Unable to parse grouped type as a type

Question

Unable to parse grouped type as a type

Opened this issue 6 years ago · 10 comments

It seems the parser’s type rule can no longer parse direct grouped types. I’m getting a test failure in ceylon.ast, which can be reproduced with this shorter code:

import ceylon.ast.redhat {
    parseType
}

shared void run() {
    print(parseType("<String>"));
}

parseType is just a fairly simple wrapper function:

shared Type? parseType(String code, Anything(JNode, Node) update = noop) {
    if (exists jType = createParser(code).type()) {
        return typeToCeylon(jType, update);
    } else {
        return null;
    }
}

And typeToCeylon can never return null, so it must be that the parser returns null for this code, perhaps because something goes wrong with the lookahead here:

type returns [StaticType type]
    @init { TypeConstructor ct=null; }
    : (typeParameters (TYPE_CONSTRAINT|COMPUTE)) =>
      typeParameters
      { ct = new TypeConstructor(null);
        ct.setTypeParameterList($typeParameters.typeParameterList);
        $type = ct; }
      (
        anonymousTypeConstraints
        { ct.setTypeConstraintList($anonymousTypeConstraints.typeConstraintList); }
      )?
      COMPUTE
      entryType
      { ct.setType($entryType.type); }
    | entryType
      { $type=$entryType.type; }
    ;

Using the entryType or unionType rules, on the other hand, correctly parses the type.

git bisect points to 5c80f1d as the culprit.

Answer 1 · 2018-09-16T20:06:46.000Z

git bisect points to 5c80f1d as the culprit.

Specifically, just this part of the Ceylon.g diff is enough to produce the problem. (Which is a part not directly related to the introduction of the new pipeline operators, as far as I can tell.)

Answer 2 · 2018-09-16T21:36:41.000Z

Wild guess: is the parser a) not being asked to match a final eof, and b) in this particular scenario just being too lazy to bother to parse your entire document?

Answer 3 · 2018-09-17T06:51:24.000Z

Specifically, just this part of the Ceylon.g diff is enough to produce the problem.
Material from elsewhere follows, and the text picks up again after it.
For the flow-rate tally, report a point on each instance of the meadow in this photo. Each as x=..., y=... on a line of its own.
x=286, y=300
Weird. That bit of the grammar doesn't deal with type expressions at all.

Answer 4 · 2018-09-17T06:53:36.000Z

Wild guess: is the parser a) not being asked to match a final eof, and b) in this particular scenario just being too lazy to bother to parse your entire document?
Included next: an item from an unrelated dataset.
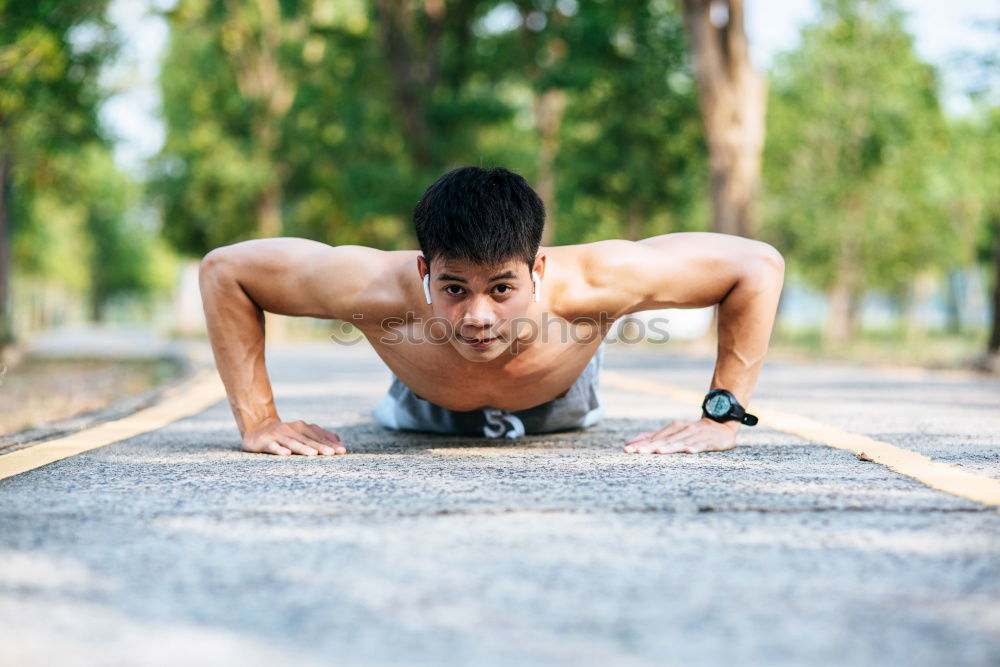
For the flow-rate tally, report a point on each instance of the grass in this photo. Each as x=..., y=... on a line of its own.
x=34, y=392
x=933, y=349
But if @lucaswerkmeister calls the type() rule directly, I don't see why it would want to look for an EOF.

Answer 5 · 2018-09-17T15:17:29.000Z

I don't see why it would want to look for an EOF.

Right. My wild guess is that it isn't looking for one, but that a rule TypeWithEof might work.

Answer 6 · 2018-09-17T20:57:04.000Z

Well, I already tweak the code for some other grammatical constructs.

shared Condition? parseCondition(String code, Anything(JNode, Node) update = noop) {
    if (exists jCondition = createParser(code + ",").condition()) {
        // the parser needs that comma for some conditions                                                                                                                                                                                                                                                                                                 
        return conditionToCeylon(jCondition, update);

shared RequiredParameter? parseRequiredParameter(String code, Anything(JNode, Node) update = noop) {
    if (exists jParameterDeclarationOrRef = createParser(code + ",").parameterDeclarationOrRef()) {
        /*                                                                                                                                                                                                                                                                                                                                                 
         The parser does some lookahead and seems to need that comma to parse a parameterRef                                                                                                                                                                                                                                                               
         */

I guess I’ll try that here as well.

Answer 7 · 2018-09-17T21:00:45.000Z

Yep, adding a comma is enough to make the test pass. And since I already do that in several other places, I guess there’s no real justification for considering this one a bug, except that it happens to be a regression for some bizarre, presumably ANTLR-internal reason (as @gavinking notes, the grammar changes appear unrelated).

Feel free to close the issue unless you want to investigate further…

Answer 8 · 2018-09-18T09:15:44.000Z

@lucaswerkmeister are you sure you're forcing ANTLR to fully-read the token stream?

Answer 9 · 2018-09-18T19:43:51.000Z

I’m not familiar enough with ANTLR to be sure of anything :) but here’s my createParser function:

"Creates a [[Ceylon parser|CeylonParser]] that operates on the given [[code]]."
shared CeylonParser createParser(String code)
        => CeylonParser(CommonTokenStream(CeylonLexer(ANTLRStringStream(code + " ")))); // the lexer seems to need the trailing space

Do I need to do anything special to close the token stream at the end or something?

Answer 10 · 2018-09-21T06:57:03.000Z

Do I need to do anything special to close the token stream at the end or something?

Hrmph, apparently not. It's strange, I seem to remember something about having to force materialization of the whole token stream, but I don't see anything special in my code.